Vor allem aber: Wir haben nichts anderes als Worte, um Wortlosigkeit und Nicht-Sprache zum Sprechen zu bringen.
Mitten im Schweigen wird Er Wort
Ich habe auf meiner nun 37 Jahre währenden Suche nach einem Zeichen des lebendigen Gottes in der erlebten Gottesabwesenheit den Wert des Wortes neu erfahren.
Habe überhaupt erst erfahren, dass ER, der Lebendige nicht nur in Seinem Wort ist, sondern, mitten im Schweigen, WORT wird.

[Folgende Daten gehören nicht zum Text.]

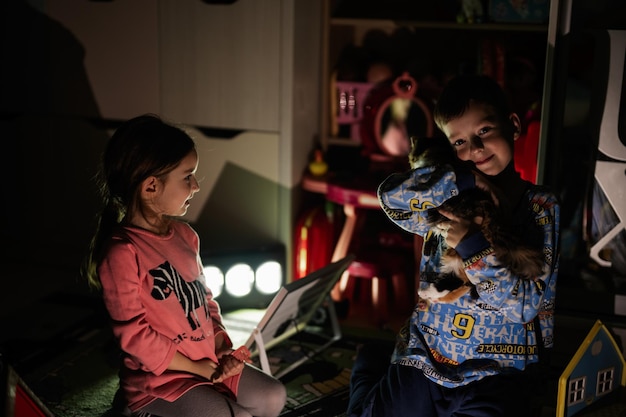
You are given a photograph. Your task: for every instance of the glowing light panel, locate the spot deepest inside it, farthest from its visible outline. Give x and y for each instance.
(214, 279)
(269, 277)
(239, 280)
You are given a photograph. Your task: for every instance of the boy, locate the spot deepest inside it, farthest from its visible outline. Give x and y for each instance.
(470, 357)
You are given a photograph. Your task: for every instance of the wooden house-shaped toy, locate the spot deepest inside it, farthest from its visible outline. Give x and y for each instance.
(596, 370)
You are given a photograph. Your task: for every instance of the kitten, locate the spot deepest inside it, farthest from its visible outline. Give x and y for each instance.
(522, 258)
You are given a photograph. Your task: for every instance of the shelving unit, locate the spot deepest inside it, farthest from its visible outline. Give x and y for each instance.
(445, 41)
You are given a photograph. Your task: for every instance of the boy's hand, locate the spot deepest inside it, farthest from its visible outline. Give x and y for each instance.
(457, 228)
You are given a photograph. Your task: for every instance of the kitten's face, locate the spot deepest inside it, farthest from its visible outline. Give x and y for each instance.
(430, 152)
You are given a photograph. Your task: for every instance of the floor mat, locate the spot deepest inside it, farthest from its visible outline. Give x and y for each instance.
(83, 380)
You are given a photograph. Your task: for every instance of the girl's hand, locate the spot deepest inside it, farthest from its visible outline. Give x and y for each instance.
(458, 228)
(229, 366)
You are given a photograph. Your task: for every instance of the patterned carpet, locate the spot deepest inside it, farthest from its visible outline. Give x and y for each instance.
(80, 380)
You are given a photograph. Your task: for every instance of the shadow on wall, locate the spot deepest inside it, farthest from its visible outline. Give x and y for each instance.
(236, 217)
(51, 147)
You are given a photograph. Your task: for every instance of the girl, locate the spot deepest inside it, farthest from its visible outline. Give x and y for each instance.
(176, 354)
(470, 357)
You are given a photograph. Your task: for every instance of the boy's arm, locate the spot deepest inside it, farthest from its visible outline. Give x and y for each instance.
(406, 197)
(519, 299)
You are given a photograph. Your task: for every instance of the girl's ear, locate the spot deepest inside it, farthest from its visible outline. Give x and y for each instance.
(516, 126)
(149, 186)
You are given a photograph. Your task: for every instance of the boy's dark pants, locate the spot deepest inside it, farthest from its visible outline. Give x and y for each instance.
(378, 389)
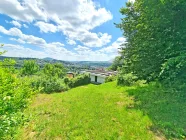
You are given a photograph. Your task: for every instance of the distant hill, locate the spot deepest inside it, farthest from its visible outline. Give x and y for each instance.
(48, 58)
(72, 65)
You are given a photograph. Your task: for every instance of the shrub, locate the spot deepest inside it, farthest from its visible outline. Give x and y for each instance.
(110, 79)
(15, 95)
(66, 80)
(80, 80)
(126, 79)
(48, 85)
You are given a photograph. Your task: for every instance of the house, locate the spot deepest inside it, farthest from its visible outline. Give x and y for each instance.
(99, 76)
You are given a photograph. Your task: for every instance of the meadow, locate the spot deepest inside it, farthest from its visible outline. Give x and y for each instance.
(106, 111)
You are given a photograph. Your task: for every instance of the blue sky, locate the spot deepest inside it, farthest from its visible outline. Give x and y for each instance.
(81, 30)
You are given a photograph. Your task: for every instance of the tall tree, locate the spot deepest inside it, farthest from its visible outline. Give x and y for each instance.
(156, 32)
(30, 67)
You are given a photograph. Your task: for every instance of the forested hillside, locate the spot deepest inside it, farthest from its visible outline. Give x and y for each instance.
(145, 100)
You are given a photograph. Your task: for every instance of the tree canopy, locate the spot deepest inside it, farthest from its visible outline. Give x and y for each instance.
(156, 32)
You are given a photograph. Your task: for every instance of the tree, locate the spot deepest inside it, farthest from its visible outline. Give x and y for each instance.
(116, 63)
(30, 67)
(155, 31)
(54, 70)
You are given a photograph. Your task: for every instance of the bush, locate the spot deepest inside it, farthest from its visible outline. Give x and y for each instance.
(79, 81)
(48, 85)
(66, 80)
(15, 95)
(110, 79)
(126, 79)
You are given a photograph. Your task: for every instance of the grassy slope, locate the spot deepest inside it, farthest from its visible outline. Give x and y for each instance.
(108, 112)
(88, 112)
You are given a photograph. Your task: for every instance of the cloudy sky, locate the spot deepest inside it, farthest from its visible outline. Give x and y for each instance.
(61, 29)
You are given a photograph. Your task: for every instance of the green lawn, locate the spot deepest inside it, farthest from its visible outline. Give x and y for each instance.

Es hat schon einen Sinn, dass die Schöpfung mit dem Schöpferwort „es werde...“ aus dem Tohuwabohu herausgesprochen wird. Schweigen und Wirrnis werden geordnet in Klang und Bedeutung. Es hat schon einen Sinn, dass unser Gott sich im Wort offenbart und dass der menschgewordene Gottessohn Sein WORT ist.
„Nicht die Arche hat Noah gerettet, berichtet eine chassidische Legende, sondern das Wort, denn im Hebräischen bedeutet ,Tewah‘ sowohl Arche als auch Buchstabe. Um Noah vor der Sintflut zu retten, befahl Gott ihm, sich eine Sprache zu machen, die ihm als Obdach und Zuflucht dienen werde.“ (Elie Wiesel in: Worte wie Licht in der Nacht. S. 104., Herder, 2. Aufl., 1987)
Es ist der Buchstabe, das Wort, das unseren Geist aus der Vernichtung retten kann. Wenn Gott sich verbirgt, bleibt uns das Wort, um trotzig neu zu „schöpfen“ – wenn es sein muss gegen Sein Schweigen aus Seinem Schweigen.
Seit 37 Jahren bin ich in der einen oder anderen Weise damit beschäftigt, aus Seinem Schweigen gegen Sein Schweigen anzusprechen.
Nur im Bunde mit Seinem WORT.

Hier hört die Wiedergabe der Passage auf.